2) Expected outcomes:
● Reinforcing human rights based approach on human trafficking in armed conflicts and post-conflict situations putting emphasis on victims and survivors.
● Gathering information and share lessons learned from other contexts with the aim to identify key advocacy priorities to promote local actions from key actors (including Governmental Institutions, NGOs, Faith-Based Organisation, and survivors) to foster better inclusion of victims of trafficking in local, national and regional policies and strategies, as well as related policies on migration and displacement. In every conflict, have the same concern for victims of trafficking in human beings regardless of their nationality.

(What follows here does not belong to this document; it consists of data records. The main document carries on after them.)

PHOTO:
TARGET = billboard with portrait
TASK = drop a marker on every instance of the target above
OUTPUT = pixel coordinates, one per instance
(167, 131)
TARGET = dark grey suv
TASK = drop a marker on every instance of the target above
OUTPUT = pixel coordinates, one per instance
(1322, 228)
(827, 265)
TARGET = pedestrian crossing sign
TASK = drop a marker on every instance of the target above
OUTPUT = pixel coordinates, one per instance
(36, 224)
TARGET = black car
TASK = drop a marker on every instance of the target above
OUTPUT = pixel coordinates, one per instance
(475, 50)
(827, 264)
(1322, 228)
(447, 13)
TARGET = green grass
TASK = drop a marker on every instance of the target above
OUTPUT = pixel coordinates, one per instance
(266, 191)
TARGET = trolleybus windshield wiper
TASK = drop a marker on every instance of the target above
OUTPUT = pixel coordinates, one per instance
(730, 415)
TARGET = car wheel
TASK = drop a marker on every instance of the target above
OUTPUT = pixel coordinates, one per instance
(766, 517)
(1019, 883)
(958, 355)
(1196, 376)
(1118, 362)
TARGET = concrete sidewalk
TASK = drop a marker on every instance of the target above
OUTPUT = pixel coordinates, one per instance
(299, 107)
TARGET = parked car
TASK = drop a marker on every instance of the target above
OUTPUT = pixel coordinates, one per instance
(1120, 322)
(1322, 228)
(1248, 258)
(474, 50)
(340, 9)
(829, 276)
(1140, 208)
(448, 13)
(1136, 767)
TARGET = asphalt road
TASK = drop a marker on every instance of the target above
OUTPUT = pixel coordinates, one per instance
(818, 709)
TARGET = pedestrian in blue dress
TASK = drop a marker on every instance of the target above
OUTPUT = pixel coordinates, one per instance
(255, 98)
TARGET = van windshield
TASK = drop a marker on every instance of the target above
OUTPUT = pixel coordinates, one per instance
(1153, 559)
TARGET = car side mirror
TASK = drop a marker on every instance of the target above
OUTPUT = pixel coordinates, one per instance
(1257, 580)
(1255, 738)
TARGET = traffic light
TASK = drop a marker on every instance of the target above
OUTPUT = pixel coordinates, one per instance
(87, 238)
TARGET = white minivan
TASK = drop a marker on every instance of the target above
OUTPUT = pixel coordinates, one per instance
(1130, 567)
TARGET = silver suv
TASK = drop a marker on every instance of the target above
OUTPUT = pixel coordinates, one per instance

● Promoting and improving already existing mechanisms at international and national level to fill gaps and face challenges in the implementation and evaluation of programs and recommendations (obligations of States at international level under human rights and international humanitarian law applicable in armed conflicts).
● Using restorative justice as a complement to criminal justice: restorative justice is an approach to justice where one of the responses to a crime is to organise a meeting between the victim and the offender, sometimes with representatives of the wider community. The goal is for them to share their experience of what happened, to discuss who was harmed by the crime and how, and to create a consensus for what the offender can do to repair the harm from the offence.
Proposed Agenda
Introduction by the moderator: Geneviève Colas, Secours Catholique — Caritas France and COATNET (6 min.)
Opening remarks: Michel Veuthey, Sovereign Order of Malta (6 min.)
1) Natalia Holynska, Manager of counter-trafficking projects, Caritas Ukraine and COATNET (6 min.)
Human Trafficking in the Context of Armed Conflict in Ukraine
2) Codruta Fernea, president of Catholic Action Romania, Romania (video recording 6 min)
Preventing human trafficking at the borders and in neighbouring countries
3) Hessen Sayah, Head of Protection Department, Caritas Lebanon and COATNET, Lebanon (video recording 6 min)
Migrants and refugees in crisis within a crisis
4) Special Rapporteur (6 min.)
Global priorities to combat trafficking in human beings arising from armed conflict
Debate with participants and wrap up by the moderator (24 min.)